How to buy the Bitcoin in 2020:
When you wish to buy the Bitcoin, you need a place for storing it; this could be an online wallet or a physical device that can be plugged onto a computer. But when you do transactions in the Bitcoin, you have to remember that transfer fees can be steep. There are basically three ways in which you can now buy the Bitcoin, namely, through an online exchange and store the currency in digital wallets, buy Bitcoin CFD or Contract for Difference, and buy market security linked to Bitcoin.

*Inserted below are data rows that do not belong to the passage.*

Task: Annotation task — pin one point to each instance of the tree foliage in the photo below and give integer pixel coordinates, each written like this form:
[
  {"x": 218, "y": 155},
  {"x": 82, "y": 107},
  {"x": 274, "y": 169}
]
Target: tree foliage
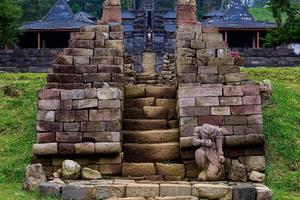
[
  {"x": 9, "y": 22},
  {"x": 289, "y": 30}
]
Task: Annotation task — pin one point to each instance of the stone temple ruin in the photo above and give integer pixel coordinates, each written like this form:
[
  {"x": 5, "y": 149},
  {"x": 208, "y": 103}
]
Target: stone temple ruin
[{"x": 189, "y": 129}]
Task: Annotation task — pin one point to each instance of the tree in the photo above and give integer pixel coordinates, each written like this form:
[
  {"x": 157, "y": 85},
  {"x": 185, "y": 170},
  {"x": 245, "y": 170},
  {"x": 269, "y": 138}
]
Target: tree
[{"x": 9, "y": 22}]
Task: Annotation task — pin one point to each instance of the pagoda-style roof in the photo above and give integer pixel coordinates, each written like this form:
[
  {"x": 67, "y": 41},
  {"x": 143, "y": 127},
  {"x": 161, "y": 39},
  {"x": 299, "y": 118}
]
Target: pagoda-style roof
[
  {"x": 59, "y": 17},
  {"x": 236, "y": 16}
]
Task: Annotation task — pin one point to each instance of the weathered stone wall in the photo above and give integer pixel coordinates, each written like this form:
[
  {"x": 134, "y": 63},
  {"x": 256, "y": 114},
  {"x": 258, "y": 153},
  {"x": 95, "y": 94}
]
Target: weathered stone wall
[
  {"x": 281, "y": 57},
  {"x": 26, "y": 60},
  {"x": 211, "y": 89},
  {"x": 80, "y": 109}
]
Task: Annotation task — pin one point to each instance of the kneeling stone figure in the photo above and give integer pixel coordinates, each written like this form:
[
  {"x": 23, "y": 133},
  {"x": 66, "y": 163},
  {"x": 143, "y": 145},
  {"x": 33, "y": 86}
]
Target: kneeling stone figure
[{"x": 209, "y": 156}]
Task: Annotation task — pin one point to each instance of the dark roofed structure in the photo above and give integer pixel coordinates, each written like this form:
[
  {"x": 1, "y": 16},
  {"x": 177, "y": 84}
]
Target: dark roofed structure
[
  {"x": 53, "y": 31},
  {"x": 238, "y": 26}
]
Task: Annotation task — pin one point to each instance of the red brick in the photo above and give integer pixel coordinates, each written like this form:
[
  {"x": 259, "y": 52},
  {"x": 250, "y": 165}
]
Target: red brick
[
  {"x": 105, "y": 115},
  {"x": 251, "y": 100},
  {"x": 93, "y": 126},
  {"x": 70, "y": 137},
  {"x": 214, "y": 120},
  {"x": 232, "y": 91},
  {"x": 66, "y": 149},
  {"x": 250, "y": 89},
  {"x": 246, "y": 110},
  {"x": 49, "y": 94},
  {"x": 46, "y": 137},
  {"x": 65, "y": 116}
]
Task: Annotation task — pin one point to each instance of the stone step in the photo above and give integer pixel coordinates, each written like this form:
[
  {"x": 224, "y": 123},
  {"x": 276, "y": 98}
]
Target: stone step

- When you buy underlying Bitcoin you are the asset’s direct holder and the cryptocurrency will be sent to your exchange account. You can then transfer the Bitcoin to a wallet address or Bitcoin address using the private key which will verify your ownership of this asset. The greatest advantage of this method of buying the Bitcoin is that you are in control of the digital asset. It is also a versatile option allowing you to transfer, sell, convert or exchange the cryptocurrency. There are no risks of third-party accessing the fund since you are provided with private keys. You will also get multiple wallet options for transferring the asset. This method is best suited for investors looking at long-term investments and keen to actively protect their Bitcoins. The trade can also be done through automated applications like bitcoin era app efficiently like a pro.

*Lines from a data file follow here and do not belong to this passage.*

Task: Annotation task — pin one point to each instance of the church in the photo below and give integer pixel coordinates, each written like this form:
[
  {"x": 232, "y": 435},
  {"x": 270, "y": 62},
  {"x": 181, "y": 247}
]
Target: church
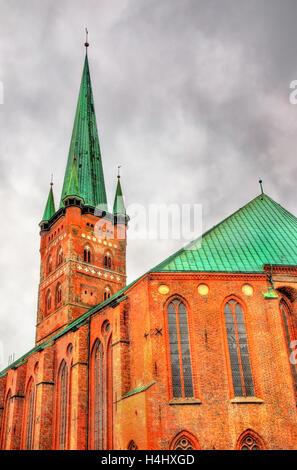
[{"x": 198, "y": 353}]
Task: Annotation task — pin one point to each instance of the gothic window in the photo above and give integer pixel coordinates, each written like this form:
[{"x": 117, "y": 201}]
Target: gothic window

- CFD trading will let you make profits because of price changes in the underlying assets when you do not actually own these. So, you basically use your own judgment for deciding whether prices will fall or rise; in short, you can make profits from falling and rising prices. In this method of buying the Bitcoin you do not have to safeguard private keys. CFD derivatives allows shorting by letting you open a selling position before a buying position, benefitting those keen to speculate on fall in prices of assets.
- Finally, you can buy Bitcoin-related market securities like the GBTC or Grayscale Bitcoin Trust. This is backed by a leading venture capitalist firm specializing in the Bitcoin. When you have a Bitcoin-related security trying to replicate the asset’s performance or acting as a trust holding Bitcoins where the investors need not have private keys, traders can enjoy an alternative investment option for buying and holding the Bitcoin. Using listed securities which can invest, hold, or track the Bitcoin may be a good alternative for diversifying risks. But events like the hard fork may create problems for Bitcoin-related securities like the GBTC.